I looked the man over. After a long night of chasing crazy personified, his suit was still pressed like new and not a hair on his head was mussed. “I have serious questions about you,” I said, with no further explanation.
“That’s not exactly surprising. Questions seem to be your thing. You’re always asking them, even when you’re supposed to be the one answering them.”
“Isn’t that what policemen do?”
“It’s what detectives do, and you are not that. Not yet, at least.”
I shrugged. “Sorry that being attacked and pursued by a cannibalistic lunatic has made me overly curious tonight. Let’s chalk it up as one of those things.”
“About that, you are not wrong to wonder,” Douglass said. “You do deserve an explanation. How about we start off with your lunatic’s name—Danny Ray Jessup.”

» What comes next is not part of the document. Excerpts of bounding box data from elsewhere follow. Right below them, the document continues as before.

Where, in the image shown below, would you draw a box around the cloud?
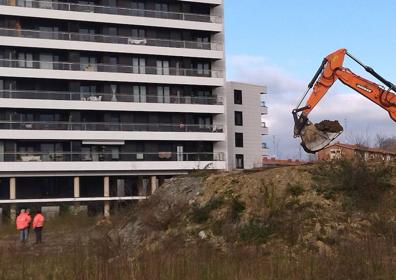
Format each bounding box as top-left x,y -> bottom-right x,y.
228,55 -> 305,98
228,55 -> 395,158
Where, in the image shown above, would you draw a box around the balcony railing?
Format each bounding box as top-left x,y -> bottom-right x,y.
0,151 -> 224,162
0,120 -> 223,133
0,28 -> 223,51
0,0 -> 223,23
0,59 -> 223,78
0,90 -> 223,105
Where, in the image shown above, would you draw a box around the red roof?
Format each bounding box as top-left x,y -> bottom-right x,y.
327,142 -> 396,156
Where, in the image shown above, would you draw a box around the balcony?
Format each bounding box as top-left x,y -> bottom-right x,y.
0,90 -> 223,105
0,121 -> 223,133
0,0 -> 223,24
0,59 -> 223,78
0,28 -> 223,51
0,151 -> 224,162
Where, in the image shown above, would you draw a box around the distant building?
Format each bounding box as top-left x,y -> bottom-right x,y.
318,142 -> 396,161
226,82 -> 268,170
262,157 -> 307,167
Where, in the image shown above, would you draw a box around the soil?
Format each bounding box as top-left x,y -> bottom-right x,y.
315,120 -> 344,133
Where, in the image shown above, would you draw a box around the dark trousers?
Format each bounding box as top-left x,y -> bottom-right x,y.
34,227 -> 43,243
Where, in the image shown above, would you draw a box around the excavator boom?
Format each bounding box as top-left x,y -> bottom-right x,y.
293,49 -> 396,153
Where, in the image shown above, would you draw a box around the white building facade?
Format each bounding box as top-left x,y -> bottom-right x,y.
0,0 -> 226,216
226,81 -> 268,170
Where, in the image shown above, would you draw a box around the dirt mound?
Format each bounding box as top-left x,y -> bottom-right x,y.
119,164 -> 396,254
315,120 -> 344,133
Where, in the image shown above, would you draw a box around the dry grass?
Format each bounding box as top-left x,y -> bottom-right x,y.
0,235 -> 396,280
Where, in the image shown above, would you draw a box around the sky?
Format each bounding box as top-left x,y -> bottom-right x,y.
224,0 -> 396,159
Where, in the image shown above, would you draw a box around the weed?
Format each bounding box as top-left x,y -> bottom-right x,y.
287,183 -> 305,197
311,159 -> 393,207
240,219 -> 272,245
190,196 -> 224,224
230,197 -> 246,221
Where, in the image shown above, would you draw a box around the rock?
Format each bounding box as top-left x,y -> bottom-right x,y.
316,240 -> 333,256
315,222 -> 322,235
198,230 -> 208,240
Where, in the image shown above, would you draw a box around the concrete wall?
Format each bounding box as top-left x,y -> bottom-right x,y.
226,82 -> 268,169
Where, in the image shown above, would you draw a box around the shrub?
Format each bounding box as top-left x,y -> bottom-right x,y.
230,197 -> 246,220
240,219 -> 272,245
287,183 -> 305,197
311,159 -> 393,208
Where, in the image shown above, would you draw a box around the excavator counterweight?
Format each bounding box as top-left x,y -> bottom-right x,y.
292,49 -> 396,153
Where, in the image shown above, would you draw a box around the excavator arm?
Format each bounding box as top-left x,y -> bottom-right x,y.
293,49 -> 396,153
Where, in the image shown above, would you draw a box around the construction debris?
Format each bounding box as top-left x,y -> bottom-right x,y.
315,120 -> 344,133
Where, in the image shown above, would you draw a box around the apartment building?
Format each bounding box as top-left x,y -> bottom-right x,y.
226,82 -> 268,170
317,142 -> 396,162
0,0 -> 224,216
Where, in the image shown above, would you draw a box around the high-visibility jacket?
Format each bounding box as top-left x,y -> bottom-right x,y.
26,213 -> 32,225
33,213 -> 45,228
16,213 -> 29,230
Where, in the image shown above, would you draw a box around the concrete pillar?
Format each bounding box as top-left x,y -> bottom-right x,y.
151,176 -> 158,194
10,177 -> 16,199
10,177 -> 17,221
73,177 -> 80,198
72,177 -> 80,215
103,176 -> 110,217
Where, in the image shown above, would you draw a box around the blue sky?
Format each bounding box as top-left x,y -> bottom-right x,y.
225,0 -> 396,157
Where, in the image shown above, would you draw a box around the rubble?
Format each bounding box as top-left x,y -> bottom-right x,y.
315,120 -> 344,133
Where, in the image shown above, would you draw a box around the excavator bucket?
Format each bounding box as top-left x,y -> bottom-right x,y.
300,121 -> 343,153
294,110 -> 343,154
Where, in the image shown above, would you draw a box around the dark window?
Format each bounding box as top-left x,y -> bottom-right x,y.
234,90 -> 242,104
235,155 -> 245,169
235,132 -> 243,148
235,111 -> 243,126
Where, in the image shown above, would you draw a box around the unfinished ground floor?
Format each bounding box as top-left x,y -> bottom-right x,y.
0,175 -> 172,222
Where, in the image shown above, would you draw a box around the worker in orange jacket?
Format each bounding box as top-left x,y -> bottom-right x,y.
16,209 -> 30,243
25,208 -> 32,239
33,210 -> 45,244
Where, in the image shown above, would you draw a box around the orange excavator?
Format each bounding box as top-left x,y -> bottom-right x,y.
292,49 -> 396,153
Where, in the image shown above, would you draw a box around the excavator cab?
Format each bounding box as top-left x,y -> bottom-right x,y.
292,49 -> 396,153
293,108 -> 343,154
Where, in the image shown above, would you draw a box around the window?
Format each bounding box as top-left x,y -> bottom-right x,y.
197,63 -> 210,76
80,56 -> 97,71
18,53 -> 33,68
157,60 -> 169,75
111,146 -> 120,160
132,57 -> 146,74
131,28 -> 146,39
235,155 -> 245,169
157,86 -> 170,103
234,89 -> 242,105
196,37 -> 210,49
133,86 -> 146,102
155,3 -> 169,12
234,111 -> 243,126
235,132 -> 243,148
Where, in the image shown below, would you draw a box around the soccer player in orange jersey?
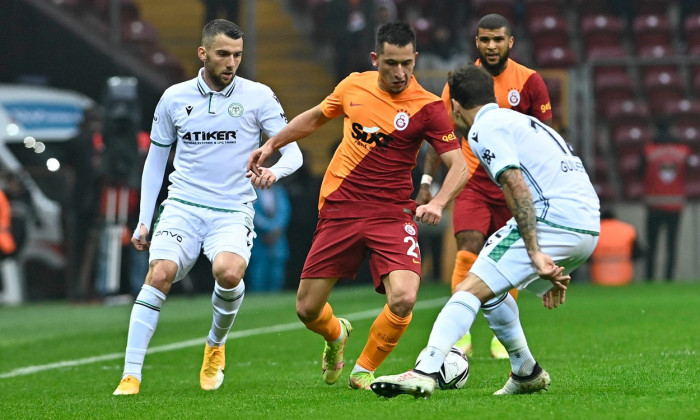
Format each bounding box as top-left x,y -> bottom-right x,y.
248,22 -> 467,389
416,14 -> 552,359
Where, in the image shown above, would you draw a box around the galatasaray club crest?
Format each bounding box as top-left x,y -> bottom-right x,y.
394,111 -> 409,131
508,89 -> 520,106
403,223 -> 416,236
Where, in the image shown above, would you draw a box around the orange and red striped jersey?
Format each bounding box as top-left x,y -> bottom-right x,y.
318,71 -> 459,218
442,58 -> 552,201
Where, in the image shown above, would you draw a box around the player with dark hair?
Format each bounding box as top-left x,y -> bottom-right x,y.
114,19 -> 302,395
371,64 -> 600,397
248,22 -> 466,389
416,14 -> 552,359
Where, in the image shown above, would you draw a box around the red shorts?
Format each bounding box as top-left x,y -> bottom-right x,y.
301,214 -> 421,293
452,184 -> 513,238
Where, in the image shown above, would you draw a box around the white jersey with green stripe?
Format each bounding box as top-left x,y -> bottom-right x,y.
467,104 -> 600,234
151,69 -> 301,214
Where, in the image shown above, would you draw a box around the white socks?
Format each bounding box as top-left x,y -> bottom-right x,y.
122,284 -> 165,381
207,279 -> 245,347
481,293 -> 536,376
416,291 -> 481,373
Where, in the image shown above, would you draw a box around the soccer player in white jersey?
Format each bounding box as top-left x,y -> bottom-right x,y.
114,19 -> 302,395
371,64 -> 600,398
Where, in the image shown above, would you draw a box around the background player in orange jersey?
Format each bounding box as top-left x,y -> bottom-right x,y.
248,22 -> 467,389
416,14 -> 552,359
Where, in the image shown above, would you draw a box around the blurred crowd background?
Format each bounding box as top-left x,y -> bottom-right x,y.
0,0 -> 700,303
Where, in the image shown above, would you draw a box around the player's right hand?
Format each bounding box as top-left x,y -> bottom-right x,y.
416,184 -> 433,206
247,143 -> 274,176
131,223 -> 151,251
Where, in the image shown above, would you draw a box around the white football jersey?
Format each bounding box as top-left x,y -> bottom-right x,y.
467,104 -> 600,233
151,69 -> 287,214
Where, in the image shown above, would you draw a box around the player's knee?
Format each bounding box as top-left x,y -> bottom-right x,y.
297,300 -> 321,324
387,290 -> 417,317
214,267 -> 243,289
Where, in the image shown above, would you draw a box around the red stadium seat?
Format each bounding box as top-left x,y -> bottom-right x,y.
683,14 -> 700,51
472,0 -> 515,24
580,15 -> 623,56
528,15 -> 569,51
605,100 -> 651,126
632,15 -> 672,53
631,0 -> 671,15
610,123 -> 655,152
593,73 -> 636,115
523,0 -> 563,24
642,71 -> 685,117
535,46 -> 578,69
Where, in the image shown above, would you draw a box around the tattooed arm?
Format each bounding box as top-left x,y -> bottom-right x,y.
498,168 -> 571,309
498,168 -> 540,258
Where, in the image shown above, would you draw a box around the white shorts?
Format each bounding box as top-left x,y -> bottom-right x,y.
470,219 -> 598,296
148,200 -> 256,282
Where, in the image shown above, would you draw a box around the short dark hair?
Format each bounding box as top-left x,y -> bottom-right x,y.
202,19 -> 243,46
447,63 -> 496,109
476,13 -> 513,36
374,22 -> 416,54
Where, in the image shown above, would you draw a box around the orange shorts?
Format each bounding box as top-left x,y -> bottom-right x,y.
301,214 -> 421,293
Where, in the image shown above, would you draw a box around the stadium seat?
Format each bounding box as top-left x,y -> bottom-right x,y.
472,0 -> 515,23
636,44 -> 674,58
605,100 -> 651,126
574,0 -> 613,21
579,14 -> 623,57
593,72 -> 636,115
632,15 -> 672,52
586,43 -> 628,60
535,46 -> 578,69
683,14 -> 700,51
622,179 -> 644,201
630,0 -> 671,15
610,123 -> 655,153
522,0 -> 563,25
528,15 -> 569,51
642,71 -> 685,117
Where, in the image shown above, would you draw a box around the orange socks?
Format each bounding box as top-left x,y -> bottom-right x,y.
452,250 -> 477,293
304,302 -> 341,343
357,305 -> 413,372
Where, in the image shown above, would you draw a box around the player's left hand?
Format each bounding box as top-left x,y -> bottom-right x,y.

“What are his priors?” I asked.
“None that we know of.”
“Then how did you identify him?”
“Through an informant. We got word of him potentially stepping out of line. But the murder call you caught was the first tangible evidence we have of his actual existence. We know he’s old, very old. Or so our informant has told us.”
“He wasn’t decrepit or anything,” I said. “I’d put him in his early forties, no older.”
“Our source is pretty knowledgeable about such things, and if he says he’s old, you can bet he’s old. And also, it was dark when you saw him.”
I took my feet off the desk, set down the mug, and straightened myself in the chair. “You are being evasive again. Just spit it out and tell me what’s really going on here.”
Racine’s voice sprang out from behind Douglass. “You’ll need to sign some non-disclosure documents first.”
“All right,” I said. “I can sign whatever. But I’m sick and tired of the runaround.”
Douglass got up and bent down next to me, unlocking the bottom drawer of his desk. Some standard issue paperwork was stacked on top of a pile of notebooks. The white A1 stock he was after was filled with paragraph after paragraph of legalese and all manner of underlined blank spaces. There was a Department of Justice seal at the top of the document. Douglass retrieved a pen from a cup container and printed my name in the first blank. He then turned to the back page and signed his name as the primary witness, and handed the pen over to me. I scanned through all three pages and then left my scribbly mark in the space next to his.
With his lips pursed, Douglass loomed above me, waiting for me to get out of his chair. I appreciated that he was being stern with me, so I went ahead and switched places with him. It wasn’t going to hurt to show him a modicum of respect.
“I’ll start off with the basics,” he said as he wiggled himself to comfort. “This detail or task force, or whatever you prefer to call it—we investigate and police a rather tiny but volatile segment of the population.” He sucked in a hesitant breath. “Okay. What I’m about to say to you next will seem ridiculous at first, but I want you to hear me out. This man Jessup you encountered was extra strong and inhumanly athletic, and he could withstand multiple gunshot wounds. He also ate a woman, gorging on her blood. And like the rest of this subsection of the city I’m talking about, he cannot survive under direct sunlight for very long. Now—what does all of this suggest to you?”
“No way,” I said, making the precise connection he had wanted me to make.